I'll try again on Yom Kippur.
* * *
I spent a lot of time on Rosh Hashana thinking about home. San Antonio, that is. I reflected on the friends and the community I left. I felt so homesick again. Being in a strange community and a strange synagogue was hard. The tunes that cantor sang were beautiful and familiar, but different, and never seemed to reach the soaring emotional heights my cantor back home achieved. The shofar blew strong and true; but back home, the man my kids called "Uncle David" blew a shofar so powerful and resonant you felt it in your "kishkes", as my dad would say, and you could really believe that the sound could bring down the walls of Jericho.

I don't mean to sound ungrateful for the new community that has taken us in. The services and the people here are lovely. I am appreciative of the warm welcome we have received. We especially enjoyed a delicious lunch with an open-hearted family who asked us to spend part of the festivities at their home. But as L. Frank Baum taught us almost a century ago, there's no place like home.

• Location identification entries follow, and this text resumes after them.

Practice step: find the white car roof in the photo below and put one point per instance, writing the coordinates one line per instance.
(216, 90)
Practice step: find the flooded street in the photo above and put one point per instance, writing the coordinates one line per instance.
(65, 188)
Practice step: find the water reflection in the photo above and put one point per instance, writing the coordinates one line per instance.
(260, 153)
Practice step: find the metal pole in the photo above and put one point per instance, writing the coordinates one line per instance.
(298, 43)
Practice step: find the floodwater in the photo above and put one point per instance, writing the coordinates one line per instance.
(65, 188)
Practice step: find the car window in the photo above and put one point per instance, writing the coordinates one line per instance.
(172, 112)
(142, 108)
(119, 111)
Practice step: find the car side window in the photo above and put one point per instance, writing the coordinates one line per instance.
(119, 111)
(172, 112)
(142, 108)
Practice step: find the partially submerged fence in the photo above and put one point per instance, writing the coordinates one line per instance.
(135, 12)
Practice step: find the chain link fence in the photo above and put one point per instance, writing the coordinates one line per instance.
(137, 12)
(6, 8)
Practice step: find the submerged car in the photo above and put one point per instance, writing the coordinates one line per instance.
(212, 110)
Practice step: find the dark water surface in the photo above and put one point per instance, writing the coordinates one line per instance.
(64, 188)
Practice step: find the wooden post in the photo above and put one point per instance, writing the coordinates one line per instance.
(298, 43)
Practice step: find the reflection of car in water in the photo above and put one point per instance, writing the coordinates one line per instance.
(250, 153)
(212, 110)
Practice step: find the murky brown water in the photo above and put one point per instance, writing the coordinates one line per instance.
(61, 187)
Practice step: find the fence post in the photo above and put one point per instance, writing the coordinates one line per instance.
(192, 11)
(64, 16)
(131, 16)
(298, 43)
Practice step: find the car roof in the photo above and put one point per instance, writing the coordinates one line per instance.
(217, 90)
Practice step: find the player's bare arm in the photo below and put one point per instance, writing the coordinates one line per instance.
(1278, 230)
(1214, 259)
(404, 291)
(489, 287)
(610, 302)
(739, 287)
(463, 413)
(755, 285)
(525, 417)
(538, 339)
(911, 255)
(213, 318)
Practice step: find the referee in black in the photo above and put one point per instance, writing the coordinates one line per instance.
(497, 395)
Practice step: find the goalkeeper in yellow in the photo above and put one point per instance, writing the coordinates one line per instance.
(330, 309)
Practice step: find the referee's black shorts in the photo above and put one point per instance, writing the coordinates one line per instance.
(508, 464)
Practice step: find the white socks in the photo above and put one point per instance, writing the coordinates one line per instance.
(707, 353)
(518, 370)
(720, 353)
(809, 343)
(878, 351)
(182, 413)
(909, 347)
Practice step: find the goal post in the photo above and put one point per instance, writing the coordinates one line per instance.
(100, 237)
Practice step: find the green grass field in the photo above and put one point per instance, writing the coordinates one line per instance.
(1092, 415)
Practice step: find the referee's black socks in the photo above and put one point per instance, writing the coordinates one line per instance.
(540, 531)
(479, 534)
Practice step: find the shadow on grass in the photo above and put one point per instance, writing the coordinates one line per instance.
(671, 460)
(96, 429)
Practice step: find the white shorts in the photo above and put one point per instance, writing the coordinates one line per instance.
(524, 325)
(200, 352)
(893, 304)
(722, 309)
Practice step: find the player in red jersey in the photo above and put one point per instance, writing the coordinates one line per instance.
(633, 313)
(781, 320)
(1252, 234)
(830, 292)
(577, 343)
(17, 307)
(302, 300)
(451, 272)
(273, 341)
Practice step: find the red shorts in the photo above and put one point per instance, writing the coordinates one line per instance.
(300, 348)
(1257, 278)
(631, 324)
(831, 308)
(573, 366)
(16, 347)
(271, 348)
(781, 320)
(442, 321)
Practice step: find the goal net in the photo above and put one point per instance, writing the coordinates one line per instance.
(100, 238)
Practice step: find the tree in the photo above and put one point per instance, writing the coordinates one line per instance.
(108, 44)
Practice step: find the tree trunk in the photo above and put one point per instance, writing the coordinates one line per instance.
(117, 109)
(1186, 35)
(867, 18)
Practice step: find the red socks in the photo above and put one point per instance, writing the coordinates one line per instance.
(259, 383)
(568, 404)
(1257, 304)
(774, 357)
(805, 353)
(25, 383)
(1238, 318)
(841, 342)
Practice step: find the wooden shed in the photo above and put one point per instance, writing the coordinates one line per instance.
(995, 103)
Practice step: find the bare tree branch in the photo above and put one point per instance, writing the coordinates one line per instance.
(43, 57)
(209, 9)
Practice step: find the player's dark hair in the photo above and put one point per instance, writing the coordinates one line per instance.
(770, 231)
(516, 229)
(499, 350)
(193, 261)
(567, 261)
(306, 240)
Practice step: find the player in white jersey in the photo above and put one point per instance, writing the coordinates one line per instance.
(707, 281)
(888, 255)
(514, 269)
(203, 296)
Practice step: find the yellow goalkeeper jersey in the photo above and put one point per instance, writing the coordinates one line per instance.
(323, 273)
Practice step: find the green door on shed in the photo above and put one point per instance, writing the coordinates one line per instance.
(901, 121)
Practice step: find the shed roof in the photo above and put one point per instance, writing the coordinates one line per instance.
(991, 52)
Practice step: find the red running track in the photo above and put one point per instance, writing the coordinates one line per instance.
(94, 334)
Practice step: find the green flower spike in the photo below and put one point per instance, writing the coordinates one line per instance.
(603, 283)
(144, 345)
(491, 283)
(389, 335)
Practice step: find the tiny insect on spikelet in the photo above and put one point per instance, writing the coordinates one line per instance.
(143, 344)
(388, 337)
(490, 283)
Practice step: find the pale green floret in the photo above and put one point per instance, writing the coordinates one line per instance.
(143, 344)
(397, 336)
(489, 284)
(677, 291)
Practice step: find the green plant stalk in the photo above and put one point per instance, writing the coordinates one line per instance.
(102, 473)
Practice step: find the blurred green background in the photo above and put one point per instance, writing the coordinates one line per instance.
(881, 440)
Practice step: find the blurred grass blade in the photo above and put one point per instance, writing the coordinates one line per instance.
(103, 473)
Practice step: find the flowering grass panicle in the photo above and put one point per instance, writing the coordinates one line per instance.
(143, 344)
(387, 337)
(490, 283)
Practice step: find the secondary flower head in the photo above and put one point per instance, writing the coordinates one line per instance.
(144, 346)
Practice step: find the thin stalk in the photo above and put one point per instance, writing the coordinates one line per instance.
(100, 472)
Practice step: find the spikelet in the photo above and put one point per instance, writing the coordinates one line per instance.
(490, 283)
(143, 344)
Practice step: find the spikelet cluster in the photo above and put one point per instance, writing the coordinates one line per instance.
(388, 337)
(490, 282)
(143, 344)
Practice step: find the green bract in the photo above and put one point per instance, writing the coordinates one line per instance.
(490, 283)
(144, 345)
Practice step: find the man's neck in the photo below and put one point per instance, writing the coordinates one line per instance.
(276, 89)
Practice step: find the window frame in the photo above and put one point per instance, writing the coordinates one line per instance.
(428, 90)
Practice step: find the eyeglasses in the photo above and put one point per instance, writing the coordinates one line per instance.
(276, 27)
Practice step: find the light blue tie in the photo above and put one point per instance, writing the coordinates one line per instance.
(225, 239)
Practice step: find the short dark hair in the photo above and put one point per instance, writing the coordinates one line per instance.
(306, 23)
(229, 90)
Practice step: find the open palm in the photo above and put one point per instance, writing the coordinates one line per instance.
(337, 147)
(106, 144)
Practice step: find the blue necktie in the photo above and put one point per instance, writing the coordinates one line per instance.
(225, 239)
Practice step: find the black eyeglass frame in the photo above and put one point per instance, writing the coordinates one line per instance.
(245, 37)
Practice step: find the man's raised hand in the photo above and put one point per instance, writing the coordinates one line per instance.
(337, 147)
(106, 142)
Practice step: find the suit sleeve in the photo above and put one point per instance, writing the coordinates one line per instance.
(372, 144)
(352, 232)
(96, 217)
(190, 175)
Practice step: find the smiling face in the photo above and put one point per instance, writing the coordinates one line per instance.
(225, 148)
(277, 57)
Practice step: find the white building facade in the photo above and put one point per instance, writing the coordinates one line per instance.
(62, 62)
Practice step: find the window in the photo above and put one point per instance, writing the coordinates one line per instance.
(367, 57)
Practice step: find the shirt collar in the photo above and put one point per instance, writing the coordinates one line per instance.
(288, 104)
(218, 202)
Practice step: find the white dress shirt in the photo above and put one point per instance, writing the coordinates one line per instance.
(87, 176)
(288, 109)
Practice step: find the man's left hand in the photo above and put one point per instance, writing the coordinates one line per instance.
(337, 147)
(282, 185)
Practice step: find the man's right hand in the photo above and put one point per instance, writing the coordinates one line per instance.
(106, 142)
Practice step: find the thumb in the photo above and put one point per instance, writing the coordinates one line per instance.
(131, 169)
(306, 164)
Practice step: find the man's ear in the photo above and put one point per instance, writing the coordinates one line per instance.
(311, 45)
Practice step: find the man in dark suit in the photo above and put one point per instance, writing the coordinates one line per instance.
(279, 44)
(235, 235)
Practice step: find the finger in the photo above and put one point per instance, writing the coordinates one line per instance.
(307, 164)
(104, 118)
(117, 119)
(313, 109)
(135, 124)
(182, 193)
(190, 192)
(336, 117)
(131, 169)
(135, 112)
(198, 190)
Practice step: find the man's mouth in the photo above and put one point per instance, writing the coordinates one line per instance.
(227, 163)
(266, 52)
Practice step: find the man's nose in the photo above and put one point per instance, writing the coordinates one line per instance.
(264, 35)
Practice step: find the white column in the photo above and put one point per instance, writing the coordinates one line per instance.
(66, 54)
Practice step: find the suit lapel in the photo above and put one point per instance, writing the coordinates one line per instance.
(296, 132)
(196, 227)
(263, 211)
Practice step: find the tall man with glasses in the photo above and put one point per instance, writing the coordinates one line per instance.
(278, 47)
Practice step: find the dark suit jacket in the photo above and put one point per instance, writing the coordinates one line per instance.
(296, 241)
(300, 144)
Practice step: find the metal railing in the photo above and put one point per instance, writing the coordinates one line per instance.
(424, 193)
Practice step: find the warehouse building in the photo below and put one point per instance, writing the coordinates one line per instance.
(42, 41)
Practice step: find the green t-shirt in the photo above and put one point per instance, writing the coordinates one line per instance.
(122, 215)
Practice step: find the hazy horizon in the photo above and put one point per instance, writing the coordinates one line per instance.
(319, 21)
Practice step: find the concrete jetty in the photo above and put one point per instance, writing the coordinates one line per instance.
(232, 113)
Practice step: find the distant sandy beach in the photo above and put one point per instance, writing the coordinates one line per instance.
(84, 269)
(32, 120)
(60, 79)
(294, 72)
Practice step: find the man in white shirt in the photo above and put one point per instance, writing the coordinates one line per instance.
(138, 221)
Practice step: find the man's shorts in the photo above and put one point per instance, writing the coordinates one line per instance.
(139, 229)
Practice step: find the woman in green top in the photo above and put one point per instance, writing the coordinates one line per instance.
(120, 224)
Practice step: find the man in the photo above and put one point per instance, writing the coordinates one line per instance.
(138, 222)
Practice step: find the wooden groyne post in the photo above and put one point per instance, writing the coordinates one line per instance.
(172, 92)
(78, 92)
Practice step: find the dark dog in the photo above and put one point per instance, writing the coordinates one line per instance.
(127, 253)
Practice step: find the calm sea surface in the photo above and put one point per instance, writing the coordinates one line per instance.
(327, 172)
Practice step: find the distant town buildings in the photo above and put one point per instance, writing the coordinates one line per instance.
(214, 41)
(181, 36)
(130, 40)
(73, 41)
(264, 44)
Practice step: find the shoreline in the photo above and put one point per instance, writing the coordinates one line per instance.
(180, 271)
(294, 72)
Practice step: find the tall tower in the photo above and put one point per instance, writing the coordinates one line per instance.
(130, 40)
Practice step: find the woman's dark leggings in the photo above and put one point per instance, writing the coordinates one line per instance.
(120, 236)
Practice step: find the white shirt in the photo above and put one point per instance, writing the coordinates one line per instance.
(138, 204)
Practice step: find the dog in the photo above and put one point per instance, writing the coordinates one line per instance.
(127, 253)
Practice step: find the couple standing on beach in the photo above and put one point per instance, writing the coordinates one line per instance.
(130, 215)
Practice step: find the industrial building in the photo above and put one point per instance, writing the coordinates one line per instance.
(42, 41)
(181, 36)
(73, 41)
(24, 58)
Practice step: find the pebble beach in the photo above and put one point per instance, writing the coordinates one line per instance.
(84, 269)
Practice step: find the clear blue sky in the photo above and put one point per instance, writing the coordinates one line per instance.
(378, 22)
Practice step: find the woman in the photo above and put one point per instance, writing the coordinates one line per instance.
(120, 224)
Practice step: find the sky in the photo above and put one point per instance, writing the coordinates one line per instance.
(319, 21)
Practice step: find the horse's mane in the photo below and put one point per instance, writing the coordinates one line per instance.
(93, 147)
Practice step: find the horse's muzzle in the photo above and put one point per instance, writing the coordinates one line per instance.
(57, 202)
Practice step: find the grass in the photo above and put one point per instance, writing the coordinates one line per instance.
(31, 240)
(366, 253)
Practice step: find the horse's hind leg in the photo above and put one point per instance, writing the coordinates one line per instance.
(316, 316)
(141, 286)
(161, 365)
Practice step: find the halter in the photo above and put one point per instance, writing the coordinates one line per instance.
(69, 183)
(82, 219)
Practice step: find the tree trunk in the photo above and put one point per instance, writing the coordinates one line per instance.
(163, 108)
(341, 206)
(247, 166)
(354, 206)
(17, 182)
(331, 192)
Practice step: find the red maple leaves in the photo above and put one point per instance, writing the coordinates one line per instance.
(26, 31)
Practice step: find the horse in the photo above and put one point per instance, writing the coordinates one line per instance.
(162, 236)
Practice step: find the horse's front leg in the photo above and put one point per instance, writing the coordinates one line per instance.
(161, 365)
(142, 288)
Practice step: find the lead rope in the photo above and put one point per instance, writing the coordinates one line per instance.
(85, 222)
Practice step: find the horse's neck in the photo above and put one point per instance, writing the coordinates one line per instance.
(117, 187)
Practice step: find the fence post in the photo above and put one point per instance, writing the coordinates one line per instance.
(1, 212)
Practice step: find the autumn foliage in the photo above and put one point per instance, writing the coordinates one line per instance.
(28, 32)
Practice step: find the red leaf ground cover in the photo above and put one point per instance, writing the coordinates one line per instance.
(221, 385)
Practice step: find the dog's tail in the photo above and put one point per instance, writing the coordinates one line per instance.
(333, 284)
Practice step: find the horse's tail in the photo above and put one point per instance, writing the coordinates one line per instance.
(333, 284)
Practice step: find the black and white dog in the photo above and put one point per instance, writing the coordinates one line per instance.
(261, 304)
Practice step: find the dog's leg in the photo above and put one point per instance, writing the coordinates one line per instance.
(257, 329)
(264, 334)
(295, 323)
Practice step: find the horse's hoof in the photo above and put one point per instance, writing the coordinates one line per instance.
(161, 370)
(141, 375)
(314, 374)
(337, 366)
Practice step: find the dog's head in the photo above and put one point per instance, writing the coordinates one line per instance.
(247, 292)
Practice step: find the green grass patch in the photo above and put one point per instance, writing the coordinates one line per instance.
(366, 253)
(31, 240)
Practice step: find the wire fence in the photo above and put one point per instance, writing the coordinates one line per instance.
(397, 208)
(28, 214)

So, to my friends back home I wish to extend kudos for creating a holy atmosphere of prayer and repentance back home. Kudos for organizing places for children to learn, socialize and grow safely, so moms can put their hearts and souls into prayer without worrying about their kids wandering off unsupervised. Great job bringing in a cantor and ba'al tekiah to help souls soar to the highest heights.

Keep those homefires burning.

And to all family and friends, old and new, have a sweet, happy, healthy, prosperous year full of blessings and peace!